Utilizamos un conector R7s y una geometría de montaje estándar, lo que permite colocar la lámpara directamente en los conectores existentes, sin necesidad de modificar el reflejador del calentador. La longitud del envoltorio, la distancia entre los terminales y las especificaciones técnicas cumplen con las mismas tolerancias que los equipos originales. Esto permite cambiar las lámparas durante los tiempos de mantenimiento, sin tener que ajustar nuevamente el proceso de calentamiento.
Por qué funciona bien en la práctica:
La potencia de 800 W permite una recuperación más rápida después de cualquier interrupción en el proceso de moldeo, además de mantener una temperatura estable en la superficie de las piezas a moldear. Esta estabilidad reduce las variaciones en el peso y dimensiones de las botellas, lo que a su vez disminuye los rechazos y los desechos.
El envoltorio de cuarzo resiste ciclos térmicos repetidos, y el diseño del filamento asegura una salida de energía constante a lo largo del tiempo. Hemos tenido unidades funcionando durante más de 5,000 horas, con una disminución en la potencia de menos del 5%, según mediciones realizadas con los mismos instrumentos utilizados para los equipos originales. El consumo de energía se mantiene dentro de los límites establecidos por la máquina, evitando así sorpresas relacionadas con el consumo eléctrico que podrían activar alarmas o obligar a ajustar el proceso.
Algunos puntos a tener en cuenta:
Esta lámpara es un reemplazo directo para muchos equipos, pero es necesario verificar la potencia, voltaje, tipo de base y longitud total en comparación con la lámpara actual y con las instrucciones del equipo.

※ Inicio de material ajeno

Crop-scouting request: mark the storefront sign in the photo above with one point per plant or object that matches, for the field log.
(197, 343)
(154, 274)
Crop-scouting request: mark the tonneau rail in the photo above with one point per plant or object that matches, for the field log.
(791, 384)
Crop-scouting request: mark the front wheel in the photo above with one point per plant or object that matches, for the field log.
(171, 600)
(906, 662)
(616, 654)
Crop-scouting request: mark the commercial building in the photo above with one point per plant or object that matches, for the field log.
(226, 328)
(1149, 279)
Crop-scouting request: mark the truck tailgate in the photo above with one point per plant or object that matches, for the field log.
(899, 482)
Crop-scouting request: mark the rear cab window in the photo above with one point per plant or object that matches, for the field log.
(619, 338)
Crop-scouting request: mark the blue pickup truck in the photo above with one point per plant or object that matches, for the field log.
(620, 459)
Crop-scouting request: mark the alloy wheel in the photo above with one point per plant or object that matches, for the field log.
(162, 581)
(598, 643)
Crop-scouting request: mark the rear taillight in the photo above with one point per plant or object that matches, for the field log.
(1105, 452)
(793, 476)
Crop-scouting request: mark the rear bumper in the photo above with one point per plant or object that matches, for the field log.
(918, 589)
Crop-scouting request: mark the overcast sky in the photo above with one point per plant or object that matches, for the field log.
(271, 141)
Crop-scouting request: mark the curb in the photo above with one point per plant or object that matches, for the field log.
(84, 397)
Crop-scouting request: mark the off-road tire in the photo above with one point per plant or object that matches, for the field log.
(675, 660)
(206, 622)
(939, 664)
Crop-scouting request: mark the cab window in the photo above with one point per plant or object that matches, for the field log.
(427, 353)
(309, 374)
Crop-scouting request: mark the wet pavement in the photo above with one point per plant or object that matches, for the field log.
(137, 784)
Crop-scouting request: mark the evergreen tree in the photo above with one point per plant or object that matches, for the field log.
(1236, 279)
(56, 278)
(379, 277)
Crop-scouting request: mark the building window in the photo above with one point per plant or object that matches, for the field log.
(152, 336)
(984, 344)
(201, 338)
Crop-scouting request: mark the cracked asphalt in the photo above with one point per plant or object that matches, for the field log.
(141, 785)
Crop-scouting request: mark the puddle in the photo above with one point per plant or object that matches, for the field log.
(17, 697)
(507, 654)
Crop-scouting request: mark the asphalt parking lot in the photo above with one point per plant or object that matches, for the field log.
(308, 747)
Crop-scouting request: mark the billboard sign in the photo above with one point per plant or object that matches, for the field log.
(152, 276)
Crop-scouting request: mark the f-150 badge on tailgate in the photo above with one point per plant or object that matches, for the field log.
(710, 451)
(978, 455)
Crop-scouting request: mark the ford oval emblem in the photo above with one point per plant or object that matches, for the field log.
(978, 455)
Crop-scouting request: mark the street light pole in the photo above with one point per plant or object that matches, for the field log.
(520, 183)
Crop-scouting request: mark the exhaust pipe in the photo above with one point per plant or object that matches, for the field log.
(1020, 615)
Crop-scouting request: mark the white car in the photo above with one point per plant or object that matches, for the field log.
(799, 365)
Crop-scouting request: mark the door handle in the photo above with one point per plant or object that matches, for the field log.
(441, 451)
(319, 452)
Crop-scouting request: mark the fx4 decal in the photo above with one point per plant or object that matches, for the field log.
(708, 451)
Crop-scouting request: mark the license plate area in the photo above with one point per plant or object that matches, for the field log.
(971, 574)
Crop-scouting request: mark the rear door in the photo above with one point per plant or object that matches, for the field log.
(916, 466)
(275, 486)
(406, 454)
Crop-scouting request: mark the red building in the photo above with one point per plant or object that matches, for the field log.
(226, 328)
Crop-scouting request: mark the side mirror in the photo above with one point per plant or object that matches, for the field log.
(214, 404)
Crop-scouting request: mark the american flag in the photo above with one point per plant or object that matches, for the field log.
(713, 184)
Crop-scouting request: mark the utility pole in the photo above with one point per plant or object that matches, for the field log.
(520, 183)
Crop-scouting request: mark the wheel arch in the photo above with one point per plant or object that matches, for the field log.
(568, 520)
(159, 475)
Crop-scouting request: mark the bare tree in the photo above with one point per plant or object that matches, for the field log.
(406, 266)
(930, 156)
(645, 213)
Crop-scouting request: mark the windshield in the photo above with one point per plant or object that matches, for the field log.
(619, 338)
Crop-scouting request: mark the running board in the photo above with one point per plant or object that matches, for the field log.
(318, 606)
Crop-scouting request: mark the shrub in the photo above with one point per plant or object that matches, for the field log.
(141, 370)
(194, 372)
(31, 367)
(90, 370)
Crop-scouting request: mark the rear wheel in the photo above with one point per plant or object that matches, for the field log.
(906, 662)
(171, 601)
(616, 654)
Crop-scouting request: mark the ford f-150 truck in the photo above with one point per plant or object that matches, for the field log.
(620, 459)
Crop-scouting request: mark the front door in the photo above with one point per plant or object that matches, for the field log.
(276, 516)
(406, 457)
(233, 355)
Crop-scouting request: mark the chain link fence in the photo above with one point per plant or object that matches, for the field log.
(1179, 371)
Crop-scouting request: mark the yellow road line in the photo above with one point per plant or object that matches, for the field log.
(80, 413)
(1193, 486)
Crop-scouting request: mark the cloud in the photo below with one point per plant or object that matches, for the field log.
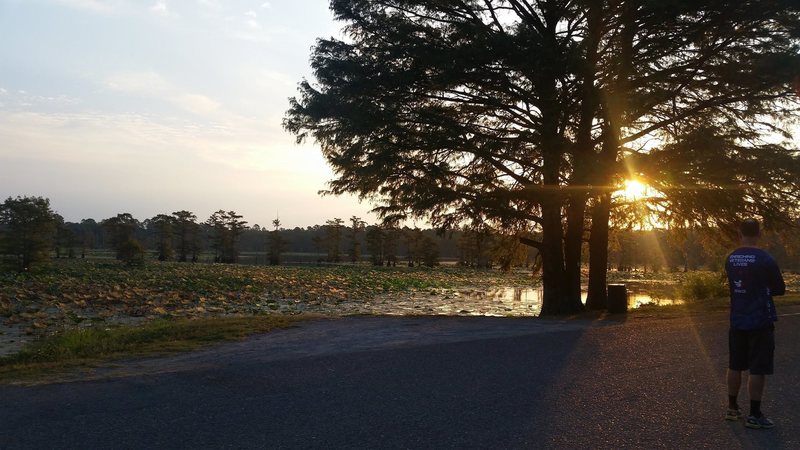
(152, 85)
(95, 6)
(160, 8)
(140, 82)
(198, 104)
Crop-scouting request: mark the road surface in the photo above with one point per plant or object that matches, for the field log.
(415, 383)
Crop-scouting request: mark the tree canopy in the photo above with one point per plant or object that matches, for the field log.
(522, 114)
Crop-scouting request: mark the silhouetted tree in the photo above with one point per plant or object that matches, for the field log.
(375, 245)
(187, 233)
(121, 236)
(164, 228)
(523, 113)
(332, 239)
(27, 230)
(225, 228)
(277, 244)
(356, 227)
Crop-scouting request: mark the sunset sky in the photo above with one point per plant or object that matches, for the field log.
(148, 107)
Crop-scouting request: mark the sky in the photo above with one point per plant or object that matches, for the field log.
(150, 107)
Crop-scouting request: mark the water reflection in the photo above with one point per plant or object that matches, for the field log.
(507, 301)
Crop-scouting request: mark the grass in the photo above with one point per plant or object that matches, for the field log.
(77, 348)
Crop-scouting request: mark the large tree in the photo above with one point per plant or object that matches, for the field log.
(187, 234)
(121, 231)
(690, 98)
(27, 230)
(511, 112)
(226, 227)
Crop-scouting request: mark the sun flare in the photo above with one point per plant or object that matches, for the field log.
(634, 189)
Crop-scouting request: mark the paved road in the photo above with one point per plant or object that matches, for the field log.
(421, 383)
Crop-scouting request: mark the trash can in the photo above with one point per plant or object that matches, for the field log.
(617, 299)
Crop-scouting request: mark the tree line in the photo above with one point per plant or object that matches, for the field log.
(32, 233)
(527, 116)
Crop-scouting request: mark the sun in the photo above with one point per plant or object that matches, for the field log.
(634, 189)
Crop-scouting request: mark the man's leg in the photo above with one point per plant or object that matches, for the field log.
(734, 384)
(755, 387)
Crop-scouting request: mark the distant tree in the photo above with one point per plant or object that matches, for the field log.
(226, 228)
(509, 252)
(187, 234)
(356, 227)
(391, 243)
(277, 243)
(475, 246)
(121, 235)
(376, 241)
(164, 228)
(429, 251)
(91, 235)
(333, 239)
(66, 239)
(27, 230)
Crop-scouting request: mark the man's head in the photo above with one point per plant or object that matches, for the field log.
(749, 231)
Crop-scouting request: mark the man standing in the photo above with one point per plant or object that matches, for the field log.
(754, 278)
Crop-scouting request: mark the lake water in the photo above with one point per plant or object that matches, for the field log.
(504, 301)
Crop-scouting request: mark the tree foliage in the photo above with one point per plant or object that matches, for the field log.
(226, 226)
(27, 230)
(522, 114)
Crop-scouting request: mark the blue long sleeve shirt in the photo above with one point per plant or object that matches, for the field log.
(754, 277)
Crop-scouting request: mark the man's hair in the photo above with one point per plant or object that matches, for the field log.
(749, 228)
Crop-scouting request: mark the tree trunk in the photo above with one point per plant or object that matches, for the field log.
(597, 297)
(573, 243)
(553, 280)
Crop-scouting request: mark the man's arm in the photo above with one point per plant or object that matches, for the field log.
(776, 284)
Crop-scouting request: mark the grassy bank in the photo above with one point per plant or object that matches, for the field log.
(87, 347)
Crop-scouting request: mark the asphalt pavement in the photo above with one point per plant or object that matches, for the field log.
(416, 383)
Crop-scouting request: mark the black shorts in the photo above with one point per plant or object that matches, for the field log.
(752, 350)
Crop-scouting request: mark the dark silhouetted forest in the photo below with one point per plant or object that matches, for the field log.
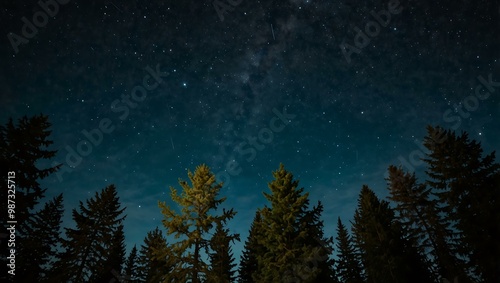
(442, 226)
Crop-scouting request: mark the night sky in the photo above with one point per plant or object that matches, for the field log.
(138, 92)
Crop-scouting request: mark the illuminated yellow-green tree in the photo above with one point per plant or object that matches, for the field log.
(193, 223)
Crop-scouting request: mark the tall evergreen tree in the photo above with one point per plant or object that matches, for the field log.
(194, 222)
(323, 246)
(418, 215)
(154, 258)
(386, 254)
(221, 257)
(467, 188)
(39, 249)
(289, 255)
(24, 148)
(131, 269)
(348, 266)
(94, 250)
(252, 248)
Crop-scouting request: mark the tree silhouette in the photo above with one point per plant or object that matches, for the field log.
(348, 265)
(154, 258)
(251, 250)
(221, 258)
(386, 254)
(418, 215)
(131, 270)
(289, 254)
(23, 148)
(39, 248)
(94, 250)
(194, 222)
(468, 192)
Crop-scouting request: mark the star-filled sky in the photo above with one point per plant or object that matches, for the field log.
(139, 92)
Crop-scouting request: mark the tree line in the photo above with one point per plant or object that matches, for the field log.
(442, 226)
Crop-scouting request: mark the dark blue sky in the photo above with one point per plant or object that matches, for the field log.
(161, 87)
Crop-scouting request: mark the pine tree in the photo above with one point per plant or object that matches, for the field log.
(418, 215)
(194, 222)
(131, 270)
(251, 250)
(154, 258)
(386, 254)
(289, 254)
(94, 250)
(348, 266)
(323, 247)
(23, 148)
(39, 248)
(467, 189)
(221, 258)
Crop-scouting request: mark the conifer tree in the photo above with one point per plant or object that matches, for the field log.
(131, 269)
(386, 254)
(154, 258)
(23, 147)
(467, 188)
(418, 215)
(323, 247)
(221, 258)
(289, 255)
(251, 250)
(94, 250)
(39, 248)
(348, 266)
(197, 218)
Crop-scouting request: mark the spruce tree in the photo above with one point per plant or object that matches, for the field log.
(195, 221)
(387, 255)
(289, 255)
(24, 147)
(418, 215)
(221, 257)
(467, 188)
(39, 248)
(154, 258)
(94, 250)
(251, 250)
(323, 246)
(348, 266)
(131, 267)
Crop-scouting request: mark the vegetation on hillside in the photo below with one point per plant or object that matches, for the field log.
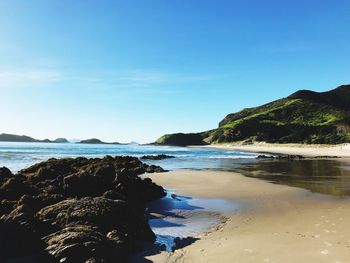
(304, 117)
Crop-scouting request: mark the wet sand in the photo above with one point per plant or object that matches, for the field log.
(310, 150)
(275, 223)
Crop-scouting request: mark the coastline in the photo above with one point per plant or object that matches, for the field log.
(276, 223)
(307, 150)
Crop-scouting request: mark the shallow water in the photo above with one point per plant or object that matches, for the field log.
(186, 217)
(329, 176)
(17, 156)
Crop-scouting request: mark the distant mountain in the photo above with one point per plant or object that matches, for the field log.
(304, 117)
(4, 137)
(96, 141)
(61, 140)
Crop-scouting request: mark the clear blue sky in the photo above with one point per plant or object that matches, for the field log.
(134, 70)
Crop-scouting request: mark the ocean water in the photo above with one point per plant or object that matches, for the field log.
(17, 156)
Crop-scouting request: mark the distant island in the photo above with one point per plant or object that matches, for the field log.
(303, 117)
(4, 137)
(96, 141)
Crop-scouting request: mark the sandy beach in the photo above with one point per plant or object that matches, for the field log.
(341, 150)
(275, 223)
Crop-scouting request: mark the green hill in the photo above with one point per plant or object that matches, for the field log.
(303, 117)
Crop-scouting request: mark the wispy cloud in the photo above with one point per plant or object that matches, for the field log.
(148, 78)
(28, 78)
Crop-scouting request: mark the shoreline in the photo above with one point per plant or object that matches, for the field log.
(276, 223)
(306, 150)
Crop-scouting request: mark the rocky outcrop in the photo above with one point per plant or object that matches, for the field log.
(76, 210)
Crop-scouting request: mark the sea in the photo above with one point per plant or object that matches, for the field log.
(17, 155)
(187, 216)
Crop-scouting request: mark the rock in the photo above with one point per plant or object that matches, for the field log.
(15, 187)
(105, 214)
(76, 210)
(5, 174)
(156, 157)
(81, 243)
(155, 169)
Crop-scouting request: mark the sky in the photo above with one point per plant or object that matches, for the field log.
(128, 70)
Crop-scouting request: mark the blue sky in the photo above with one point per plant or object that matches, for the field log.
(134, 70)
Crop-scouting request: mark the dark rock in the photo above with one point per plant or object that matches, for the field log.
(76, 210)
(5, 174)
(155, 169)
(81, 243)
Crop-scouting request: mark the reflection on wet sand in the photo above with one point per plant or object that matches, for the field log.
(321, 176)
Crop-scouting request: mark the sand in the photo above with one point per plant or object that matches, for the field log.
(275, 223)
(341, 150)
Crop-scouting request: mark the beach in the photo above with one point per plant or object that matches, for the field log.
(275, 223)
(307, 150)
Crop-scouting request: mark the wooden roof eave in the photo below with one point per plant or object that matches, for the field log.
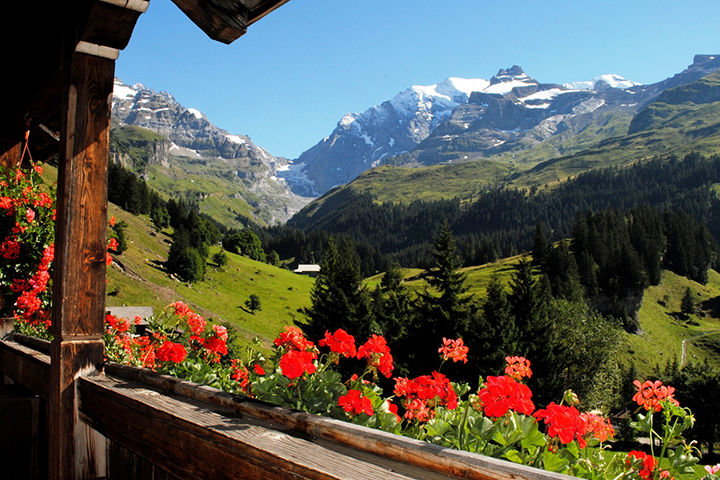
(226, 20)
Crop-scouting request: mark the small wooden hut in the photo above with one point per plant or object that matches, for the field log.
(90, 420)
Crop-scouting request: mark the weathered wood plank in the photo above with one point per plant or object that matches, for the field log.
(42, 346)
(224, 23)
(19, 448)
(10, 151)
(432, 458)
(126, 465)
(75, 452)
(25, 366)
(211, 443)
(111, 22)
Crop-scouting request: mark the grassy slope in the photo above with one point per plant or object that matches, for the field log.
(195, 181)
(662, 332)
(220, 296)
(672, 128)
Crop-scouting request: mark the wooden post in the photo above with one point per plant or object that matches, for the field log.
(10, 153)
(75, 451)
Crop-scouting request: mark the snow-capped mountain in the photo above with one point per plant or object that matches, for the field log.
(609, 80)
(364, 140)
(191, 137)
(463, 119)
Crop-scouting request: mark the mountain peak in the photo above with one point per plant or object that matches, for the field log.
(700, 59)
(515, 70)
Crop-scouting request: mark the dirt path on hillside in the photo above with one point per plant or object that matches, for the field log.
(684, 344)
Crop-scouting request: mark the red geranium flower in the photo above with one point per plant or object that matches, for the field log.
(355, 403)
(195, 322)
(650, 394)
(295, 363)
(563, 422)
(339, 342)
(216, 345)
(171, 352)
(597, 426)
(120, 325)
(501, 394)
(240, 374)
(181, 309)
(293, 338)
(378, 354)
(518, 367)
(10, 249)
(221, 332)
(454, 350)
(642, 462)
(424, 393)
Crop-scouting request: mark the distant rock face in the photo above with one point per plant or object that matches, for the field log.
(461, 119)
(431, 116)
(362, 141)
(191, 135)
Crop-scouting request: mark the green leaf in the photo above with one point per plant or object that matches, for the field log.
(554, 463)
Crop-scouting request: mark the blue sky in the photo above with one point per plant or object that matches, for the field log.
(289, 80)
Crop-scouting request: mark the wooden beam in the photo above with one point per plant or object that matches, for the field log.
(221, 20)
(111, 22)
(10, 150)
(75, 452)
(353, 439)
(198, 441)
(25, 366)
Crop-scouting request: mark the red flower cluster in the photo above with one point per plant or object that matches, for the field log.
(29, 304)
(643, 463)
(650, 394)
(454, 350)
(10, 249)
(295, 363)
(171, 352)
(119, 325)
(502, 394)
(293, 338)
(339, 342)
(563, 422)
(423, 394)
(240, 374)
(355, 403)
(378, 354)
(518, 368)
(597, 426)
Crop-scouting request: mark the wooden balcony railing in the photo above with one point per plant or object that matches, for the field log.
(151, 426)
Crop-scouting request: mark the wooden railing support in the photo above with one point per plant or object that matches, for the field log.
(76, 452)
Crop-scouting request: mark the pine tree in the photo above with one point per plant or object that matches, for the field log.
(687, 304)
(541, 245)
(184, 260)
(493, 336)
(338, 301)
(392, 306)
(447, 314)
(443, 309)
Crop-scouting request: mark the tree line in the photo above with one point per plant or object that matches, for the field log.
(500, 222)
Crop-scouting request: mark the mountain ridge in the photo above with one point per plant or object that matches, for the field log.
(510, 113)
(185, 144)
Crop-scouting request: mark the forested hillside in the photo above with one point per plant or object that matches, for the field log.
(501, 222)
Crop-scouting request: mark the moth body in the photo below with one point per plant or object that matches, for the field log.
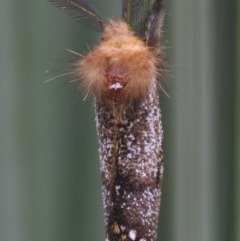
(121, 68)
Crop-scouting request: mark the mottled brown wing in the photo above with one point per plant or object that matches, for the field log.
(82, 11)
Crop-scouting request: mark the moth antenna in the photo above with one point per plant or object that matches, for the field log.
(82, 11)
(59, 76)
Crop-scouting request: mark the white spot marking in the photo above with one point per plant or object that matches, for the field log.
(115, 86)
(132, 234)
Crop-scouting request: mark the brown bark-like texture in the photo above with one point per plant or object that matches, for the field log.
(130, 149)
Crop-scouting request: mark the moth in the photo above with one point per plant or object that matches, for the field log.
(123, 72)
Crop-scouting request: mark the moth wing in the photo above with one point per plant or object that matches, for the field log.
(82, 11)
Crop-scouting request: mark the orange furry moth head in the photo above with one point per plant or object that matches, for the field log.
(122, 72)
(125, 64)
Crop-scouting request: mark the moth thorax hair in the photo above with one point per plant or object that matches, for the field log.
(121, 68)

Si la línea opera en condiciones de alta temperatura o humedad, es importante mantener la lámpara y los conectores limpios y secos. El calor y la humedad aceleran la oxidación de los terminales.
Recuerde que la lámpara se calienta rápidamente. Durante su reemplazo, trate el área de calentamiento como una zona de acceso restringido y siga los procedimientos adecuados de seguridad. Cuando se utiliza correctamente, permite un calentamiento consistente, manteniendo la línea operativa a la velocidad deseada.